Our hypothetical exercise assumed no growth at all from existing products. It pooh-poohed the prospects for most of the candidates in Gilead's pipeline. And the calculated valuation of the "start-up" is still 30% higher than Gilead's current market cap of around $100 billion.  

This ain't a start-up

It's time to get back to reality now. The biotech's pipeline prospects aren't nearly as weak as the pessimistic assumptions above imply. That big cash stockpile reported at the end of the third quarter is certainly larger by now. Gilead's existing products are generating huge cash flows that continue to add to the biotech's coffers.

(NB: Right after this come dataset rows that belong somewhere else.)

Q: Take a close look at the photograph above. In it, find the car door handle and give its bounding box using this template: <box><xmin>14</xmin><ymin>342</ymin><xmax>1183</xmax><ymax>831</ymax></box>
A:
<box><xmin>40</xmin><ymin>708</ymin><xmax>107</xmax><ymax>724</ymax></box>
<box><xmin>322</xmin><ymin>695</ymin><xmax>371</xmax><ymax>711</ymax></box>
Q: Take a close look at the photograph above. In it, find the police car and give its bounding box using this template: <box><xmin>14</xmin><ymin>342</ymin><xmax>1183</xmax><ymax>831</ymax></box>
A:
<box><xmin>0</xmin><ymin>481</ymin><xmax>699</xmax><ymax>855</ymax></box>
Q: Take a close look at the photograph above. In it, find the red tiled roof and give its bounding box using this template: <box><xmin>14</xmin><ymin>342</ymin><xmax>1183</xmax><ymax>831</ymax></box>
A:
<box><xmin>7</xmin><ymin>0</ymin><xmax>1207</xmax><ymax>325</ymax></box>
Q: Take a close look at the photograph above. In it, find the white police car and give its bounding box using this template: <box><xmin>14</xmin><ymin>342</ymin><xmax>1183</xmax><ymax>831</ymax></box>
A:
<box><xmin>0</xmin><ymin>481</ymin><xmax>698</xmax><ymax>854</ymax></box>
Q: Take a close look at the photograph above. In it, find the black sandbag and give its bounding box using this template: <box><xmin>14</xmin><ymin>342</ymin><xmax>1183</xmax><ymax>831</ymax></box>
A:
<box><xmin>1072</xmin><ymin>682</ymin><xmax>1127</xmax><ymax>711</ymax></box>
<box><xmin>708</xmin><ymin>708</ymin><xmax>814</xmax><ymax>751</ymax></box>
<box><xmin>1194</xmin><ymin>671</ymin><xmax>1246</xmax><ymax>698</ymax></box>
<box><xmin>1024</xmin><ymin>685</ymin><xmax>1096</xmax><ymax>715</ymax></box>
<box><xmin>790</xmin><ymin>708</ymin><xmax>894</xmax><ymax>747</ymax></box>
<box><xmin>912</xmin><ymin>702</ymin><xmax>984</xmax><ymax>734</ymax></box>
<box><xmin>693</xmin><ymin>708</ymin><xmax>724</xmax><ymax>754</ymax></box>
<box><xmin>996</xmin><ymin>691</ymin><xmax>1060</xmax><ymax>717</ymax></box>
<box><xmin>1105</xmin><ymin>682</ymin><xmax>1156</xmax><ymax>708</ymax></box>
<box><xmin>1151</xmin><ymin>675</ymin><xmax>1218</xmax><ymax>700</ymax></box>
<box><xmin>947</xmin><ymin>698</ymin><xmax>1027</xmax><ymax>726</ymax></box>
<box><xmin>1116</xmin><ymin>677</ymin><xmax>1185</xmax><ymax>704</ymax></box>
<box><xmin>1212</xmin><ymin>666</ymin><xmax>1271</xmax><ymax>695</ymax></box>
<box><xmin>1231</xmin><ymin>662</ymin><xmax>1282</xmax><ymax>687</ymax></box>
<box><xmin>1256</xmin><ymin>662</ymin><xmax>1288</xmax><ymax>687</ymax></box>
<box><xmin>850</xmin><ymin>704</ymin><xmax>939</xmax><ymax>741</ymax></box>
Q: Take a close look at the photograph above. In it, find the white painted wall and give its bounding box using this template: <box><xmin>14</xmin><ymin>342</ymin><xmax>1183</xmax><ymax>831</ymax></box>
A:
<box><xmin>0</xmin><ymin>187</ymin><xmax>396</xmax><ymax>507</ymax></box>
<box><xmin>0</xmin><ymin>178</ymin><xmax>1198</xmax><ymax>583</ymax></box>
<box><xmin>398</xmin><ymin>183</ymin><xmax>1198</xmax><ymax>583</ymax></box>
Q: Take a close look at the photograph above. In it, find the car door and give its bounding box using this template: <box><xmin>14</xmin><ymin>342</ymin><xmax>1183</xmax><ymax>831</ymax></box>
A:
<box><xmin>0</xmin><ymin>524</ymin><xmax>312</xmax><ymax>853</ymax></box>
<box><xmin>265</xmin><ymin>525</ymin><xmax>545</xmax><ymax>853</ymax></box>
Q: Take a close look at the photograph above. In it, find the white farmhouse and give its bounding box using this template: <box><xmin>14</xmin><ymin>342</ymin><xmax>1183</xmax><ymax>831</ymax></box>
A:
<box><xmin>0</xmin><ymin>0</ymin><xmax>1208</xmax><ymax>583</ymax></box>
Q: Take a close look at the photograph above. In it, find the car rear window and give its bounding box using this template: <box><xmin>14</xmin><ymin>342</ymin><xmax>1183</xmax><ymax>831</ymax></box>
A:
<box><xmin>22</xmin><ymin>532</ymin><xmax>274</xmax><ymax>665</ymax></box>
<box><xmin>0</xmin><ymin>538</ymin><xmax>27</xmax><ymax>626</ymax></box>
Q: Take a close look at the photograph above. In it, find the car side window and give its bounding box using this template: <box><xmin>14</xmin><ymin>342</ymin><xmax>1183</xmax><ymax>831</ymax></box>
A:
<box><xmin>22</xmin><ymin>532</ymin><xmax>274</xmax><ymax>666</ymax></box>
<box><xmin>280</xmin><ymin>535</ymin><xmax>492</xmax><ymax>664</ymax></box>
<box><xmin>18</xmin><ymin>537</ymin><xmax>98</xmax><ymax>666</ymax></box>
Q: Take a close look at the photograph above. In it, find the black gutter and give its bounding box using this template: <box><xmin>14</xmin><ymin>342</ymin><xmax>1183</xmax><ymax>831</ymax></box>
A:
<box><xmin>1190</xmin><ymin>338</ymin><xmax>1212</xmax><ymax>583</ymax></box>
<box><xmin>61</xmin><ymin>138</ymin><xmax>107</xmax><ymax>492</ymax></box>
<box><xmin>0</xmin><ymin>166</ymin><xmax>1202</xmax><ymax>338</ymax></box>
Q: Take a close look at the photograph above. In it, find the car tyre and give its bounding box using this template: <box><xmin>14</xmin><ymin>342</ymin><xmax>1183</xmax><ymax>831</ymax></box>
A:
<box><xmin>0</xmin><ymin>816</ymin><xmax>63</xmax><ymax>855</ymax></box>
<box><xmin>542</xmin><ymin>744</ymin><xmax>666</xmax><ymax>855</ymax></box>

Gilead isn't letting that cash sit idly, either. The company is actively buying back shares (a lot). CEO John Milligan has publicly stated that Gilead is looking for acquisitions to beef up its cancer portfolio, in particular. 

Any way you look at it, Gilead appears to be highly undervalued. This biotech ain't a start-up. But I suspect its shares will start moving up when investors realize what a bargain Gilead truly is.